Family, Community and communion with God and one another are increasingly under siege.  This “social corrosion” has many faces and monastic life is certainly not exempt from the fraying of social fabric.

There are many unknowns in the ways humans around the world are trying to re-connect, but I am most certain that monasticism is both a prophetic and alternative means given by God to humankind where this “re-connection” can take place.   

As we experience the slow vanishing of opportunities for people to connect, we monastics are being called to a kind of re-searching for God.  In fact, the Rule is about walking together, seeking the same goal – seeking God.  Monasteries are not “nests”, but “ways” of life.  And we, monks and sisters, have made a mutual commitment to “going to God together”.  Our monastic profession is entering lovingly and willingly into a covenant that is made between the members, the community and God.  (see Sister Aquinata Bockmann OSB, Wisdom Leadership.)

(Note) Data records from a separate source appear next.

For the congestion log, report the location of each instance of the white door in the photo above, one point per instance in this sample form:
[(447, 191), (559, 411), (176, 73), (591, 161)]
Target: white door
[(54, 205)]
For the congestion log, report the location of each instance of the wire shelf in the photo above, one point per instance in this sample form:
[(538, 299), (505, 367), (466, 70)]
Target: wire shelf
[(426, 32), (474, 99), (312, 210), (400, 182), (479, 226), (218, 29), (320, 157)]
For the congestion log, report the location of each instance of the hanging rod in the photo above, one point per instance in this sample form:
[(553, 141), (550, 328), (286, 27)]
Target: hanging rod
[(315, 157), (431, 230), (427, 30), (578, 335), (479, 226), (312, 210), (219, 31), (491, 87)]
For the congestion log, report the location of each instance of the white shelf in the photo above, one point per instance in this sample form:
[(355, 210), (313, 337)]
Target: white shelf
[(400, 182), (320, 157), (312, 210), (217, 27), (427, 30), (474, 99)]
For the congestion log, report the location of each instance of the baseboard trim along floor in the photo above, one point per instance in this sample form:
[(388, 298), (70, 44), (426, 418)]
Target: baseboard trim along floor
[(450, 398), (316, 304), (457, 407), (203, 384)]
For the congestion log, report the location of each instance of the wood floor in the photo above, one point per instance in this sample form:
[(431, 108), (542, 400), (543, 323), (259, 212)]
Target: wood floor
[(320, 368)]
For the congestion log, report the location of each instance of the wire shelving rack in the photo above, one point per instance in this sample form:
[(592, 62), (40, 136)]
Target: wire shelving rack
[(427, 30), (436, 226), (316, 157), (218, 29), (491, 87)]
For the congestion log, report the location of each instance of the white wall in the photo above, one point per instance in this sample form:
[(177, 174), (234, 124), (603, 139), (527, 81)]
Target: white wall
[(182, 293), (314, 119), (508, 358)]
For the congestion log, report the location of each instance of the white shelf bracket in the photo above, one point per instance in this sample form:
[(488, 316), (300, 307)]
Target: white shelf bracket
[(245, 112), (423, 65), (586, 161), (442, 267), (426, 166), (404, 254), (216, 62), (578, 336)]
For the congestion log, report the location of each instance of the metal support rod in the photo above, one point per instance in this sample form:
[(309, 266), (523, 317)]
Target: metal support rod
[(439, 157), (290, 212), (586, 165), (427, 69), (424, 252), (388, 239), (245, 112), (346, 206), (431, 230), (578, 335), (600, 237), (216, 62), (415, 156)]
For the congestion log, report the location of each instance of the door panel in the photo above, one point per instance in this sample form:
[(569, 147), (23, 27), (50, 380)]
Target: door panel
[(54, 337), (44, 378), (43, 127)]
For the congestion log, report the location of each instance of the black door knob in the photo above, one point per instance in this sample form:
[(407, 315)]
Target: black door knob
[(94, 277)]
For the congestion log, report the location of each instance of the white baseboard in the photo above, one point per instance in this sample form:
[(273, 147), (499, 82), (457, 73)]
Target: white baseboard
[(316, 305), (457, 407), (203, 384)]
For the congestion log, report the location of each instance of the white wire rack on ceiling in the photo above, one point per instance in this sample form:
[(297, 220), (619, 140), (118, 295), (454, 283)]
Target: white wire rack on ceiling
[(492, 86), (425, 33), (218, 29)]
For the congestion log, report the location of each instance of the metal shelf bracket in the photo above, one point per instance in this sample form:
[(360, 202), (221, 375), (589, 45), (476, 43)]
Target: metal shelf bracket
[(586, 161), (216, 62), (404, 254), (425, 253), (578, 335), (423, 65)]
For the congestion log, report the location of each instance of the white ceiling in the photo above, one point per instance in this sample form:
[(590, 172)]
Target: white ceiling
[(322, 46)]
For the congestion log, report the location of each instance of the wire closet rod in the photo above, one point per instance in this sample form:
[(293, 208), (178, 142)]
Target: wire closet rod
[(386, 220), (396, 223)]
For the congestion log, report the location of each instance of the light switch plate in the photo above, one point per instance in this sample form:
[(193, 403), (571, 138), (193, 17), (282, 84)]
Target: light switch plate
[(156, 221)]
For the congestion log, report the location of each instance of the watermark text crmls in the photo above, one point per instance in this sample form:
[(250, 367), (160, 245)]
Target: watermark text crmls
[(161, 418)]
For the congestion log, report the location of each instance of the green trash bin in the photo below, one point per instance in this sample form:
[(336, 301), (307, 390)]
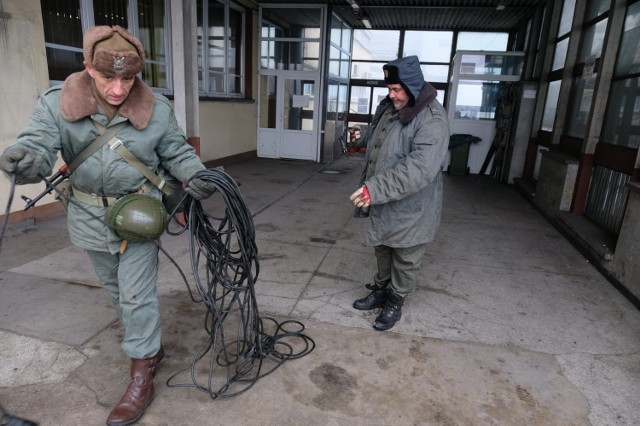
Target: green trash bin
[(459, 146)]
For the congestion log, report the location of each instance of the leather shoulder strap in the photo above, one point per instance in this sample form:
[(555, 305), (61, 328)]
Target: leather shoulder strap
[(105, 135)]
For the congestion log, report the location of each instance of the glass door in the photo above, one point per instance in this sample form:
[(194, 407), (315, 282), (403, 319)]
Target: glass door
[(288, 117)]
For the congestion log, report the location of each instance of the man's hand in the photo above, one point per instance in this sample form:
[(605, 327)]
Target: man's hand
[(361, 197), (25, 163), (200, 189)]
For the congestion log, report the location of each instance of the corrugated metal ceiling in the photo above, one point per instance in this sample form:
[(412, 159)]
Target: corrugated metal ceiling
[(470, 15)]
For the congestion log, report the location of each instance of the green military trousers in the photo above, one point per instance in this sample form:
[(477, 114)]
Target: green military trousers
[(130, 279), (400, 265)]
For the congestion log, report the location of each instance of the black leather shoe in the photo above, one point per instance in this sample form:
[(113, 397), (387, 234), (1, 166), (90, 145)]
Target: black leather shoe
[(375, 299), (391, 312)]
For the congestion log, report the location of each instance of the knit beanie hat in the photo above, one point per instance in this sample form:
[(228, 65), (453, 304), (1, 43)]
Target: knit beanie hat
[(406, 72), (113, 51)]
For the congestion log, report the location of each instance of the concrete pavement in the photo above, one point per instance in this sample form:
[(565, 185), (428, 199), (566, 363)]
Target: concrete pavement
[(510, 324)]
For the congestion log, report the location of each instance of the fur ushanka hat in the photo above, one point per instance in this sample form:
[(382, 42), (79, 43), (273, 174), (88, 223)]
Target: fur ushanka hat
[(113, 51)]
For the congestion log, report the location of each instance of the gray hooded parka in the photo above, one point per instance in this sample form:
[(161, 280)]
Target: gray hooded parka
[(405, 177)]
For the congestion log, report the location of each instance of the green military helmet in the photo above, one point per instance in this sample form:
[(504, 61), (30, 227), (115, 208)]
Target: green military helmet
[(137, 217)]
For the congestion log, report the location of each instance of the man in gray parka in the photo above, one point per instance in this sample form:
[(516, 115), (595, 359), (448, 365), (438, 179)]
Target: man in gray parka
[(67, 119), (402, 185)]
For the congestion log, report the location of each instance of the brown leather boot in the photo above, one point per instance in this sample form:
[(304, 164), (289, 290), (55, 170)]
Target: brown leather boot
[(138, 395)]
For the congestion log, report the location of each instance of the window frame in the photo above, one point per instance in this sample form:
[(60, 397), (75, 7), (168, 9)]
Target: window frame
[(204, 60), (87, 20)]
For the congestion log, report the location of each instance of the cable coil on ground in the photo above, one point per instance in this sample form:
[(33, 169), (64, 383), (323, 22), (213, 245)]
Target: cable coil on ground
[(241, 346)]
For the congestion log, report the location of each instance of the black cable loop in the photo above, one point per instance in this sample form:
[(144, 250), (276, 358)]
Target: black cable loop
[(225, 266)]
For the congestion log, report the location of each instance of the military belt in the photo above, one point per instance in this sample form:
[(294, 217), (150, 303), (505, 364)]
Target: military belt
[(104, 201)]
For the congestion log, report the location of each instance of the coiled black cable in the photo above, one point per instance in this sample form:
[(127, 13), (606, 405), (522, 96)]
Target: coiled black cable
[(238, 350), (240, 346)]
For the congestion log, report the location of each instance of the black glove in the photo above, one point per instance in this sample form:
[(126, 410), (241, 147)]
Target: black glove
[(200, 189), (25, 163)]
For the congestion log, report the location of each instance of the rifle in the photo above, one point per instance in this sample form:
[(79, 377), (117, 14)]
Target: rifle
[(50, 183)]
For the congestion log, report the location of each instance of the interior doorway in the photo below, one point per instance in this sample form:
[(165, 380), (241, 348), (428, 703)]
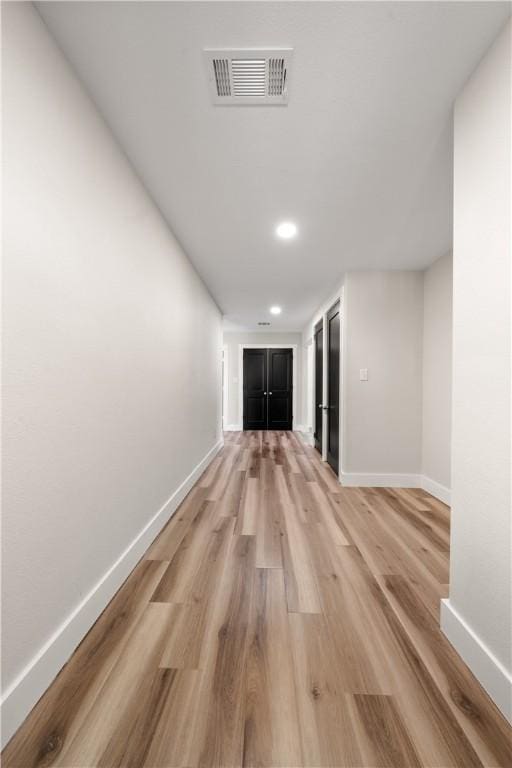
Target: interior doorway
[(319, 385), (333, 386), (268, 388)]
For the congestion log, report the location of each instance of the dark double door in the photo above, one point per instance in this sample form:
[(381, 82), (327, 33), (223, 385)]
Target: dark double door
[(332, 402), (268, 388)]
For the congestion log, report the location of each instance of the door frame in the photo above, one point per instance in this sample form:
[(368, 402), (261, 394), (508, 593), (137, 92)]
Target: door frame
[(225, 387), (319, 328), (241, 348), (322, 315), (334, 309)]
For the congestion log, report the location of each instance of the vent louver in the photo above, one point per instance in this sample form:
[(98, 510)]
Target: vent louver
[(257, 76)]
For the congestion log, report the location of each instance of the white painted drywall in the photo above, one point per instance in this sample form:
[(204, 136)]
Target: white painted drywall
[(480, 559), (437, 370), (112, 347), (383, 328), (232, 341)]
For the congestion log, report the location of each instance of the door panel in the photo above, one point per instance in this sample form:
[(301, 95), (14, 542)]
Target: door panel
[(333, 386), (255, 389), (280, 388), (268, 389), (319, 384)]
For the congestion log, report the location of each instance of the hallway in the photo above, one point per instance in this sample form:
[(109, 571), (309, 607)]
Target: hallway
[(278, 620)]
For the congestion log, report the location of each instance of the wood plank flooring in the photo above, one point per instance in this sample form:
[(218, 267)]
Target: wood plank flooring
[(278, 620)]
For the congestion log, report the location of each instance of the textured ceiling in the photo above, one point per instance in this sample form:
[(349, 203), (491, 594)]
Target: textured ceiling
[(360, 159)]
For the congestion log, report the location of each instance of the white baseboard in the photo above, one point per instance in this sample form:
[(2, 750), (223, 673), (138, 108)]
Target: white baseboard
[(492, 675), (24, 692), (441, 492), (367, 480)]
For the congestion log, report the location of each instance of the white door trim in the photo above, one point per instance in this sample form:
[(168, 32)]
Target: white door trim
[(241, 348), (225, 387)]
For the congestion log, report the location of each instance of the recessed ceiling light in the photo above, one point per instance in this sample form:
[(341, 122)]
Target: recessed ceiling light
[(286, 230)]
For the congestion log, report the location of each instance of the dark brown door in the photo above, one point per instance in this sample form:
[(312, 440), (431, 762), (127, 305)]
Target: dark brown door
[(333, 386), (280, 388), (255, 388), (268, 389), (319, 384)]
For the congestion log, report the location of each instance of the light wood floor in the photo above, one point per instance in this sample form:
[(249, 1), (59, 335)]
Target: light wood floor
[(278, 620)]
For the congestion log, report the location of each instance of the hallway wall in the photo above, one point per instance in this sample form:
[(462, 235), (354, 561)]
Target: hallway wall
[(383, 327), (111, 364), (477, 617), (437, 373), (232, 340)]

The people in the world have suddenly become deaf to one another; their ears are stuffed with two little headphones connected to computers, ipods, Walkmans or cell phones.  They are dazed and lost in their personalized world, oblivious to what is going on around them, and even more so, to what is going on within them.  In fact, many have exchanged their inner life for this virtual reality.  The resulting social autism adds to the ongoing list of unknown human consequences that we monastics will have to deal with more and more as young men and women, victims of this creeping disconnection, ask for admittance to the monastery. (see Daniel Goleman, Social Intelligence)

With this intensification of social isolation, we see that the ability to love is weaker.  It becomes ever more difficult to grasp the mystery of God’s love made manifest through Jesus Christ; and therefore, true acts of charity for one another are visibly diminishing.  We end up treating one another simply as objects and not as persons.

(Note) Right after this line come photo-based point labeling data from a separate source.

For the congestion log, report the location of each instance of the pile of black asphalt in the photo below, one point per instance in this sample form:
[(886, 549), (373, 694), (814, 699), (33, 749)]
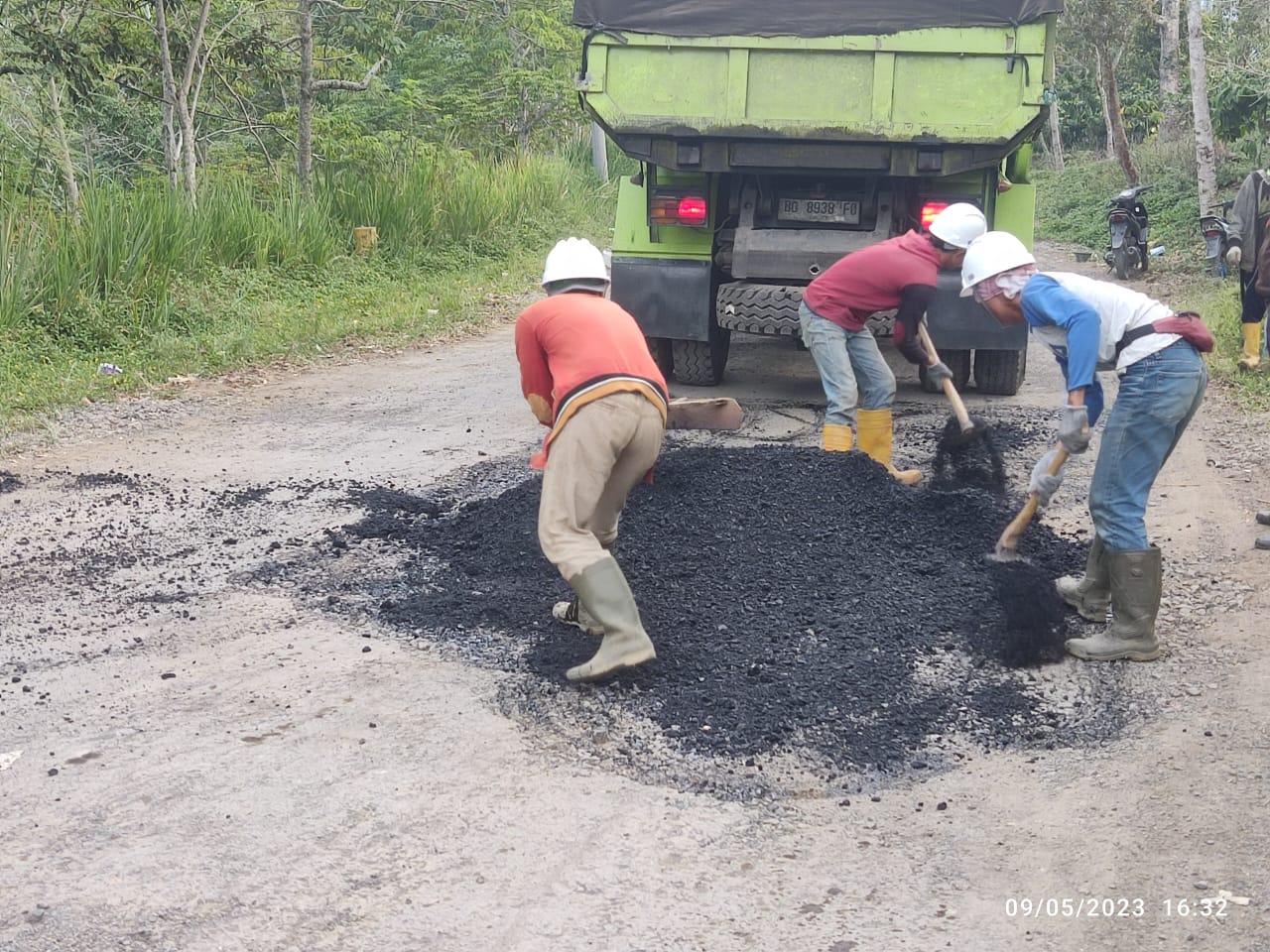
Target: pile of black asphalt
[(798, 599)]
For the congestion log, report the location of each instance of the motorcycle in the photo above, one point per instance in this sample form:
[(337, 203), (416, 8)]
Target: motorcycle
[(1129, 227), (1216, 239)]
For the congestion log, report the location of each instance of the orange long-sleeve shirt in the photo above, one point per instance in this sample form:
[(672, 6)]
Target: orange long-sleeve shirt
[(575, 348)]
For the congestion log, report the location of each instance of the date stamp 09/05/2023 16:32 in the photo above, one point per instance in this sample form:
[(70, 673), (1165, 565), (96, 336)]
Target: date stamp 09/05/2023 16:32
[(1120, 907)]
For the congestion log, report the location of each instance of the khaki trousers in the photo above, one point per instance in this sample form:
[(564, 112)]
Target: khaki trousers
[(593, 463)]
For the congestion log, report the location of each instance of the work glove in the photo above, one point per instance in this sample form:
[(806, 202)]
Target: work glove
[(939, 372), (1074, 430), (1043, 483)]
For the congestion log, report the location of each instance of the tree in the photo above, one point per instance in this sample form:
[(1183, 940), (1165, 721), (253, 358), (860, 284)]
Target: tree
[(310, 86), (1206, 157), (1171, 125), (1106, 27)]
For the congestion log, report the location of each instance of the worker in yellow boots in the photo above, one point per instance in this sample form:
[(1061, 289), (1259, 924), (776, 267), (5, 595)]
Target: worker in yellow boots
[(1247, 248), (588, 377), (898, 273)]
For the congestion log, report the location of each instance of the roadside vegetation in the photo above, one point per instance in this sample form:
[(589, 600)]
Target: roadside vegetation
[(145, 284), (1071, 207)]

The world of Internet, e-mail and cell phones has practically replaced any face to face contact with friends, coworkers, and family. The need for others that comes from the mystery of having been created in the image and likeness of God reveals an immense dark hole in our hearts. We are designed to connect. And as Norman Nie, director of the Stanford Institute for the Quantitative Study of Society puts it, “You can’t get a hug or kiss over the Internet.”

Today all of us are being “questioned to death” by the vast social and political currents of our time.  Much of what “progress” has brought to us is dividing us and fragmenting our collective empathy and compassion for one another.  Even in the Catholic Church, we are experiencing bitter antagonisms and real divisions that verge on hatred.  The social corrosion with its immense but enticingly quiet force has blinded the eyes of our hearts, making us incapable of life giving choices.  As the poet, W. H. Auden, so pungently prophesied, “We must love one another or die.”

Monasteries must become once again schools of love that have as their curriculum: Presence, Silence and Communication.  In this sense the Rule of St. Benedict will make known its social brilliance.  In a prophetic but alternative way, our re-search for God will re-teach us this truth:  we are wired to connect!